Очутившись в финальной сцене "Войны и мира", сочиненной человеком, имя которого Холмс не пожелал ему назвать, Уотсон не переставал утирать слезы умиления.

Изгнавшие Наполеона российские воины праздновали победу. В ожидании выхода главнокомандующего Николай Ростов и князь Андрей Болконский обменивались дружескими рукопожатиями и только что не кидались друг другу на шею.

– Я счастлив, что мы с вами друзья, князь! – говорил Николай.

– Это больше, чем дружба! – с несвойственной ему пылкостью отвечал обычно такой сдержанный в проявлении своих чувств князь Андрей.

– Вы правы! – воскликнул Николай. – Я – счастливейший человек. Вот письмо от Marie, она обещает быть моею. Я приехал в штаб, чтобы проситься на двадцать восемь дней в отпуск: я два раза ранен, не выходя из фронта. А это... Позвольте вам представить: мой брат Петя. Он партизанил с Денисовым... Простите, на радостях я даже не спросил вас – как вы? Здоровы?

– Вполне, – отвечал князь Андрей. – И твердо намерен проситься опять в службу, и только в полк. Кстати, готов составить протекцию и вам, и вашему младшему брату. Я был бы счастлив, ежели бы мы все оказались вместе.

Трудно сказать, как ответил бы Николай на это предложение князя Андрея, но его опередил Петя.

– Нет! Нет! – закричал он. – У нас геройская фаланга! У нас – Тихон! Спасибо вам, князь. Но я и слышать не хочу ни о какой другой службе. Я ни за что не уйду от Денисова!

– Внимание, господа! – сказал князь Андрей. – Вышел светлейший. Слышите? Он обходит войска.

И в самом деле, издали послышался голос Кутузова, встречаемый все приближающимися возгласами "Ура!"

Вот уже он совсем близко от наших героев. Теперь отчетливо слышно каждое его слово.

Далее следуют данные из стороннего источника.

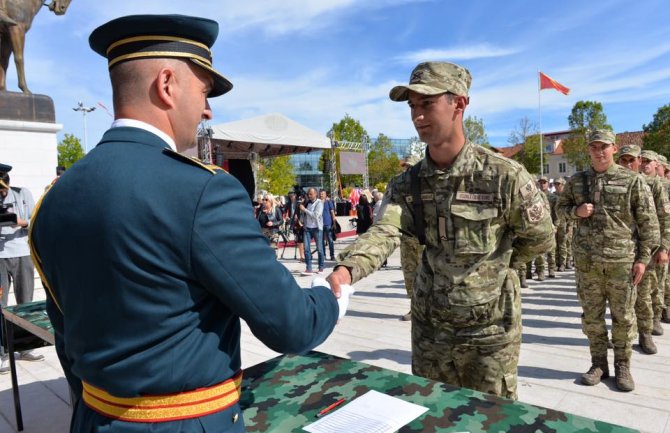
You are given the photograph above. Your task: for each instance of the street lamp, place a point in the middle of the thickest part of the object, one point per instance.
(84, 110)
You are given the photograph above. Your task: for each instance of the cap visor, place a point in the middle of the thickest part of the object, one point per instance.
(401, 93)
(221, 84)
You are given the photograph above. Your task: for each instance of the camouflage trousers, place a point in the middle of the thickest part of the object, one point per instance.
(489, 369)
(659, 292)
(597, 284)
(563, 245)
(410, 257)
(644, 311)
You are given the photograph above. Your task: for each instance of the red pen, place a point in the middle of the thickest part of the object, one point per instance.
(329, 408)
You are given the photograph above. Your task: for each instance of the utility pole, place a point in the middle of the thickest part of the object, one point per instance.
(84, 110)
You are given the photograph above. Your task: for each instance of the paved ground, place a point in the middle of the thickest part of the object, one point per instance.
(554, 353)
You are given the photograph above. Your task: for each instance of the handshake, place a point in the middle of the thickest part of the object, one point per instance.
(343, 300)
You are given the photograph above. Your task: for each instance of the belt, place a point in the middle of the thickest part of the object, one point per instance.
(167, 407)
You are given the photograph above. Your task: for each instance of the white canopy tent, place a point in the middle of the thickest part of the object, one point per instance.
(268, 135)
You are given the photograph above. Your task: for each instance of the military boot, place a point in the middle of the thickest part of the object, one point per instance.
(658, 329)
(647, 344)
(665, 315)
(624, 380)
(599, 370)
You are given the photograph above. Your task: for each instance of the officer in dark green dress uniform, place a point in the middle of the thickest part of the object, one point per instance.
(151, 258)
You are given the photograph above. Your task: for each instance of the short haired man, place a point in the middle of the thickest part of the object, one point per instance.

– Поздравляю с победой, дети мои! – говорит старый фельдмаршал. – Из пятисот тысяч французов нет никого! И Наполеон бежал... Благодарю вас... Бог помог мне... Ты, Бонапарт, волк, – ты сер, а я, брат, сед...

В ответ на эту реплику раздается громовое "Ура!". Но на фоне множества голосов все же отчетливо слышен захлебывающийся, срывающийся голос Пети. Общее "Ура!" смолкает, но Петя все не успокаивается и продолжает один тянуть свое звонкое, восторженное "Ура-а!".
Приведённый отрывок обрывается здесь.